Pour ce 36e épisode des entretiens Decode Quantum, Fanny Bouton et moi-même recevons Simon Perdrix, qui est directeur de recherche à l’Inria et spécialisé d’une manière générale dans la dimension logicielle et outils logiciels du calcul quantique. Au-delà de sa spécialité assez pointue, il nous a permis de faire un tour de la recherche française dans le domaine des logiciels et algorithmes quantiques.
Comme le monde du quantique est tout petit, le parcours de Simon Perdrix croise celui de pas mal de lieux et de personnes déjà évoquées dans ces nombreux entretiens. À commencer par Grenoble où il a fait ses études d’ingénieur en informatique à l’ENSIMAG, puis à l’ENS Cachan, puis une thèse de doctorat. Il a aussi fait un post-doc à Oxford où il a découvert le ZX Calculus puis à l’Université d’Édimbourg sous la direction d’Elham Kashefi. Il est alors devenu chercheur attitré à Grenoble au CNRS au LIG en 2009 puis à Nancy à partir de 2013, dans le laboratoire LORIA, une unité mixte de recherche CNRS, Université de Lorraine et Inria. Depuis octobre 2021, il est Directeur de Recherche Inria, dans l’équipe MOCQA à Nancy.
Voici les points saillants de cet entretien :
- Question habituelle sur son sujet de thèse, soutenue en 2006 : Etude de modèle de calcul quantique : ressources, machines abstraites et calcul par mesure (197 pages). Il travaillait au Laboratoire Leibnitz de Grenoble, une UMR (Unité Mixte de Recherche CNRS) qui n’existe plus, avec une équipe informatique dirigée par Nicolas Balacheff, et où il y avait rencontré Philippe Jorrand, Directeur de Recherche au CNRS qui avait monté une petite équipe sur le quantique.
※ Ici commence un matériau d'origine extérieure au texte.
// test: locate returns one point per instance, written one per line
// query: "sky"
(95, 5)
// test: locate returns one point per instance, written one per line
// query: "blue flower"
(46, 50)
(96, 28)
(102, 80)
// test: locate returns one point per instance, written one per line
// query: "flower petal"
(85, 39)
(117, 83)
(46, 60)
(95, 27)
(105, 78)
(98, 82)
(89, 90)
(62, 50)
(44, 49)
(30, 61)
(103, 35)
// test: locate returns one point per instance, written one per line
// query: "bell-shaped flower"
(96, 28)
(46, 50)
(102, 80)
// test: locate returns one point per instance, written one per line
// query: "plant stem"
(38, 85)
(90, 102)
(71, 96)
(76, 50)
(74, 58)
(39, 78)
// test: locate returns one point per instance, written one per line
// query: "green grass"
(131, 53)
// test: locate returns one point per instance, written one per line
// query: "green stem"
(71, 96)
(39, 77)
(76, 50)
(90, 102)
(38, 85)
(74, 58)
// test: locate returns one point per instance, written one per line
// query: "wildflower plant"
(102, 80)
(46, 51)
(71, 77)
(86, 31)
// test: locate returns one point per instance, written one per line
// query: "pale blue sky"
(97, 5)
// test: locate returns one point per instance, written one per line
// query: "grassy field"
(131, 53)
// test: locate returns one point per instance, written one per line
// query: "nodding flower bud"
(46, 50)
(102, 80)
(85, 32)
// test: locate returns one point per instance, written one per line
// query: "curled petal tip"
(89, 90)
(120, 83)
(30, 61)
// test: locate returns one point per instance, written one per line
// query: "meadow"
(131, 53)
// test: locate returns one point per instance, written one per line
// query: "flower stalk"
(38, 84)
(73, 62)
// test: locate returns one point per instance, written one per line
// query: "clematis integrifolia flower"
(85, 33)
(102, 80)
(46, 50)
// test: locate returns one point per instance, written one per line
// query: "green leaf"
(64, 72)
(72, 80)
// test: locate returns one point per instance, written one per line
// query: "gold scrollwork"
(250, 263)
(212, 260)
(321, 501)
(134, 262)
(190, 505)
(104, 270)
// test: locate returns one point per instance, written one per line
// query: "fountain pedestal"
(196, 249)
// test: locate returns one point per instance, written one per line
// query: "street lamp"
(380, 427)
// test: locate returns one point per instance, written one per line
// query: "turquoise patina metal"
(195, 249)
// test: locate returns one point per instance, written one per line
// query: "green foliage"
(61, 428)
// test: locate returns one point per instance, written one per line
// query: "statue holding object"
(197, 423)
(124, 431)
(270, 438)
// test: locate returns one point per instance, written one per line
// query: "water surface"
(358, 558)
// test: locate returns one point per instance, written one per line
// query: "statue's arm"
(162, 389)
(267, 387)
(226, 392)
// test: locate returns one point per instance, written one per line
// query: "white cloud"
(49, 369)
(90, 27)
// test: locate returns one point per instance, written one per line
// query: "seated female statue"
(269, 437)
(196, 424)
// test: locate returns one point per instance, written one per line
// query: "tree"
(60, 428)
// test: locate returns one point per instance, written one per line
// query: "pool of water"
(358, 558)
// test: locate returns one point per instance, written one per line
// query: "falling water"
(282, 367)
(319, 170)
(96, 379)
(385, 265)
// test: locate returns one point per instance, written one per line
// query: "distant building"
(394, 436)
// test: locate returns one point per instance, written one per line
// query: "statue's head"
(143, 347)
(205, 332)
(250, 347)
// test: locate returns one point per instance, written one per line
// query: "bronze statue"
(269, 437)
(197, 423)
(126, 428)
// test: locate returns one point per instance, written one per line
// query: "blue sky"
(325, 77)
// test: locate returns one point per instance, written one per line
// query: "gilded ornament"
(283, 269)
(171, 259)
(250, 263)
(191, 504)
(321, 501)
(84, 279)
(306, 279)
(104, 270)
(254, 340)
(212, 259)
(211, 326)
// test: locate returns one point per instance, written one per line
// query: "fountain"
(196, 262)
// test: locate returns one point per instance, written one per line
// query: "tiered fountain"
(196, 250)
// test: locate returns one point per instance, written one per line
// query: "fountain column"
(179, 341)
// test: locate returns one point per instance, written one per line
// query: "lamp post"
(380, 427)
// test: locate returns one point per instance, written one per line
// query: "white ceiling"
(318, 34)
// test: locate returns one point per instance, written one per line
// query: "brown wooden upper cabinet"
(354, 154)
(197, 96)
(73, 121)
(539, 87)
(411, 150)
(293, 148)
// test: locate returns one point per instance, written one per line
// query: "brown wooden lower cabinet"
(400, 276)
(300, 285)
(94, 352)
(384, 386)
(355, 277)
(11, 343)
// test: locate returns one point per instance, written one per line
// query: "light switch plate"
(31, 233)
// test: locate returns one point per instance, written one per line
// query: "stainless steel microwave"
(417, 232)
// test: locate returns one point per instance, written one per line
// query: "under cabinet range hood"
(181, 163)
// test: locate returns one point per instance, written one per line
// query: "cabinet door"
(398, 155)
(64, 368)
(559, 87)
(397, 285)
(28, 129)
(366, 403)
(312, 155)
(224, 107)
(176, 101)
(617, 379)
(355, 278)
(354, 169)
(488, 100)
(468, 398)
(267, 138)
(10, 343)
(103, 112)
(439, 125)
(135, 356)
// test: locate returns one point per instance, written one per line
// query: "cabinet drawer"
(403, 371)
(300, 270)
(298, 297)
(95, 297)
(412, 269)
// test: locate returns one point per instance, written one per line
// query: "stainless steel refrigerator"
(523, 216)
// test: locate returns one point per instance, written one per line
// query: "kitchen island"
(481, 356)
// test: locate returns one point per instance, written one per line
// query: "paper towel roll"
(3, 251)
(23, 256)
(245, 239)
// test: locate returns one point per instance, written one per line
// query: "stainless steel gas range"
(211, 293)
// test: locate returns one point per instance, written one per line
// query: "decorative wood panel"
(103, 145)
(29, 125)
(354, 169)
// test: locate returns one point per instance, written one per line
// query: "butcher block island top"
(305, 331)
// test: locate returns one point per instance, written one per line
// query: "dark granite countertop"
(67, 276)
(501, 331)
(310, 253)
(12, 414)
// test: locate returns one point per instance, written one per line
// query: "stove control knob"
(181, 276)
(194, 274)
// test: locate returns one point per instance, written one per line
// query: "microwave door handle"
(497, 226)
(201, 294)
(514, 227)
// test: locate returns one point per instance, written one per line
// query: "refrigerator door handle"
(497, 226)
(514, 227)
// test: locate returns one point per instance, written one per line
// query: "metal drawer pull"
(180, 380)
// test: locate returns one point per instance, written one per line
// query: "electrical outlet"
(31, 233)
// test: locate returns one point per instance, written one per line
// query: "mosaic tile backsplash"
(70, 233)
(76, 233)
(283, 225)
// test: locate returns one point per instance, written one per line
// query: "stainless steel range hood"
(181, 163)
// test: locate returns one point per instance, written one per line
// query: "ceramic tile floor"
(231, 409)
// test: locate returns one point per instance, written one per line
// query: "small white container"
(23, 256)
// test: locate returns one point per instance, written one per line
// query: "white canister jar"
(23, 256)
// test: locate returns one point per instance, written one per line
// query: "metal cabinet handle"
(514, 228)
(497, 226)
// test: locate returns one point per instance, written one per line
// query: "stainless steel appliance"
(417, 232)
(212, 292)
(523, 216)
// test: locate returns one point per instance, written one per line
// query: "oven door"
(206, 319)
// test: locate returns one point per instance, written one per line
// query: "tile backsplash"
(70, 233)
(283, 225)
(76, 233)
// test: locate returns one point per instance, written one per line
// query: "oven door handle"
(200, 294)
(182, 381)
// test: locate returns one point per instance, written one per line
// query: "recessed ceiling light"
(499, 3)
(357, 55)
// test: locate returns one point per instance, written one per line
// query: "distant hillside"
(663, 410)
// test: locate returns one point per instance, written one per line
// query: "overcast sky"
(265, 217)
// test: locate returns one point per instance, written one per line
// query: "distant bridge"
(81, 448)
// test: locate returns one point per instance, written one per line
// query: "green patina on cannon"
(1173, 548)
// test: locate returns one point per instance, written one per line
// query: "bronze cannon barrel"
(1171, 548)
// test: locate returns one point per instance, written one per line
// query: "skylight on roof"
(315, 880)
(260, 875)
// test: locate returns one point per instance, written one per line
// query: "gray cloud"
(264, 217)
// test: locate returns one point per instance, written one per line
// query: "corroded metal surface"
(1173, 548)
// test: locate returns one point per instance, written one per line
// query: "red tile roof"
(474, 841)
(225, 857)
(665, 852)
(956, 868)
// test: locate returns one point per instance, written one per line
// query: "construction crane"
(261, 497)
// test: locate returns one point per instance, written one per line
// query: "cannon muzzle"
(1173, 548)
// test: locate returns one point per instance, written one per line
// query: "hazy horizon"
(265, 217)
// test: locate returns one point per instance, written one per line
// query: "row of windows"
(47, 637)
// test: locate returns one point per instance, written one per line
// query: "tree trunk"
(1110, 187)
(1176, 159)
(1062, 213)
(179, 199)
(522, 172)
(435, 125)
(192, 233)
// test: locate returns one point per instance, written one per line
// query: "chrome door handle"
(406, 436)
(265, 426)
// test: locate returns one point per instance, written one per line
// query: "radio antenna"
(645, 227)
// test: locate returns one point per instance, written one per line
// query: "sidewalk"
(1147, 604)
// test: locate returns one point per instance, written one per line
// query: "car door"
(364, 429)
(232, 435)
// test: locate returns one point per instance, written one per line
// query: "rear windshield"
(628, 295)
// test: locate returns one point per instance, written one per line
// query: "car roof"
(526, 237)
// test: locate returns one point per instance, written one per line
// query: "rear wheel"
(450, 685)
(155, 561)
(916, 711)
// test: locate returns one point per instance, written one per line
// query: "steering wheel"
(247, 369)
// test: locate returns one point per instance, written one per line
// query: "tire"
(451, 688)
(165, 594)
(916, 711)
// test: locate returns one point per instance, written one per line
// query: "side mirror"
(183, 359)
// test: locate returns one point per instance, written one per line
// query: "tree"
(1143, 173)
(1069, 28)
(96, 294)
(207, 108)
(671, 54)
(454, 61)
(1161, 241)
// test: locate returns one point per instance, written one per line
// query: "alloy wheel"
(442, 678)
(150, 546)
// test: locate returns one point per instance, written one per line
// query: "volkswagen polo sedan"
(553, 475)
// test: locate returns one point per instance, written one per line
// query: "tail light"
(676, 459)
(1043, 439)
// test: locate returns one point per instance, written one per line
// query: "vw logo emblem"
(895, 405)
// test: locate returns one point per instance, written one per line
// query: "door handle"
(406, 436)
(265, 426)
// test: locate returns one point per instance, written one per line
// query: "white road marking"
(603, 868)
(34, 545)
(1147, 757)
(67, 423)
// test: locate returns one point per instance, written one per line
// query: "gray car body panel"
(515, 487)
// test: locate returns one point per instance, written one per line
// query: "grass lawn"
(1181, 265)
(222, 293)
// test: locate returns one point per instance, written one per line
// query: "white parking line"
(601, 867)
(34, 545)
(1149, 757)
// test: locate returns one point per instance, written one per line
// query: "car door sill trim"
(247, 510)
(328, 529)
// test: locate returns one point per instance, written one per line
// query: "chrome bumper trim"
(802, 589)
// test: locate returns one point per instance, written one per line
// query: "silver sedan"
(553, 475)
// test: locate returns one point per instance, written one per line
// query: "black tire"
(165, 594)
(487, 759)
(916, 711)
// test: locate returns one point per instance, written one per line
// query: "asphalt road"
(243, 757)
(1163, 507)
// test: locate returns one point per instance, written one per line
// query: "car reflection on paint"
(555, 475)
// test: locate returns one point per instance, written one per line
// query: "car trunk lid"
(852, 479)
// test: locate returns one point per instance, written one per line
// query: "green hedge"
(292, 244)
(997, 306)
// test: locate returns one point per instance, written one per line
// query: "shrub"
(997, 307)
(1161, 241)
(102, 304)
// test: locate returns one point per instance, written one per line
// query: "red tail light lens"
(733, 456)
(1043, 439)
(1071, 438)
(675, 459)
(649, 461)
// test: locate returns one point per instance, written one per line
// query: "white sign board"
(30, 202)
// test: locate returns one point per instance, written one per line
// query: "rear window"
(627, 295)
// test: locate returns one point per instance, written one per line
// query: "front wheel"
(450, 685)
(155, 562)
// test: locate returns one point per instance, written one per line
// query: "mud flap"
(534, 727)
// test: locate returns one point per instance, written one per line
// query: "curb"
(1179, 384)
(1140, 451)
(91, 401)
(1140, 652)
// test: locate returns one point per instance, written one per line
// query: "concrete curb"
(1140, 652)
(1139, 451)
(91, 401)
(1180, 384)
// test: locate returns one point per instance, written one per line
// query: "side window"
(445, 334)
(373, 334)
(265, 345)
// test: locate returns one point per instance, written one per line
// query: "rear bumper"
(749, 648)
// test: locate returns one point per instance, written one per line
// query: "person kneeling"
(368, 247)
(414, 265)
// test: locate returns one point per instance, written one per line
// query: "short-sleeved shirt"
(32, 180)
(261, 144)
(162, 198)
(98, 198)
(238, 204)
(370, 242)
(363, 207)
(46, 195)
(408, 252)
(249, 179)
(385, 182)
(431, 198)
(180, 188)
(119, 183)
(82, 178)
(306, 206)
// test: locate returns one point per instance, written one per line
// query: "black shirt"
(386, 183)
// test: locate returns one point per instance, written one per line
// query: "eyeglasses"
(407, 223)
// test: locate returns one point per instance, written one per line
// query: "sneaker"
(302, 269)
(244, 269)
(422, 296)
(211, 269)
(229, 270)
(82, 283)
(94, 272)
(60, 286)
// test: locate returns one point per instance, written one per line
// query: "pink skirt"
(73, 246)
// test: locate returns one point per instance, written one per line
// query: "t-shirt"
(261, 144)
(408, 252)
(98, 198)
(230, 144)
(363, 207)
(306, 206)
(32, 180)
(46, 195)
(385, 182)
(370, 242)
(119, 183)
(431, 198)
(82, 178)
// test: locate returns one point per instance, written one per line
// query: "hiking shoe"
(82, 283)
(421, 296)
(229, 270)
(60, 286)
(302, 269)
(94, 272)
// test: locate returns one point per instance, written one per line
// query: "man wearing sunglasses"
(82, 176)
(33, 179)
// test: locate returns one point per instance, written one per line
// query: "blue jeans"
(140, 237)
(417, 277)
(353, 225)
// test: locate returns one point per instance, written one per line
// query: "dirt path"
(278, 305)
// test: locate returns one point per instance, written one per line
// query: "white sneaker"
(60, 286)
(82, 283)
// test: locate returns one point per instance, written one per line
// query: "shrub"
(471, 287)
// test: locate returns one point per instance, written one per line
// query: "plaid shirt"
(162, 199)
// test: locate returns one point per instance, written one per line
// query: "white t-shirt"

- Le sujet de sa thèse porte sur le calcul par mesure, que l’on appelle aussi MBQC pour Measurement Based Quantum Computing. C’est un modèle de calcul intéressant avec des qubits photons qui ne peuvent traverser qu’un nombre fini de portes quantiques. Le modle est notamment repris par la startup PsiQuantum (avec la variante du FBQC) et le sera aussi par la startup Quandela. C’est aussi intéressant d’un point de vue théorique car le modèle favorise le parallélisme du calcul quantique. C’est un modèle hybride du fait de mesures classiques qui sont réalisées pendant le calcul.
- Il raconte aussi ses passages comme post-doc dans les Universités d’Oxford et d’Edimbourg de 2007 à 2009. C’est à Oxford qu’il découvre le ZX Calculus, une méthode de programmation quantique graphique créée par Ross Duncan. Il a pu alors faire un lien entre le calcul par mesure (MBQC) et le ZX calculus.
- A Édimbourg, avec Elham Kashefi, il a continué à travailler sur le MBQC et le déterminisme.
- Il expose l’intérêt du ZX Calculus, qui peut servir au niveau d’un compilateur aussi bien qu’au niveau du calcul lui-même. Cela peut servir à prouver qu’un protocole est correct, comme celui de la téléportation quantique qui sert à transmettre l’état d’un qubit à un autre qubit.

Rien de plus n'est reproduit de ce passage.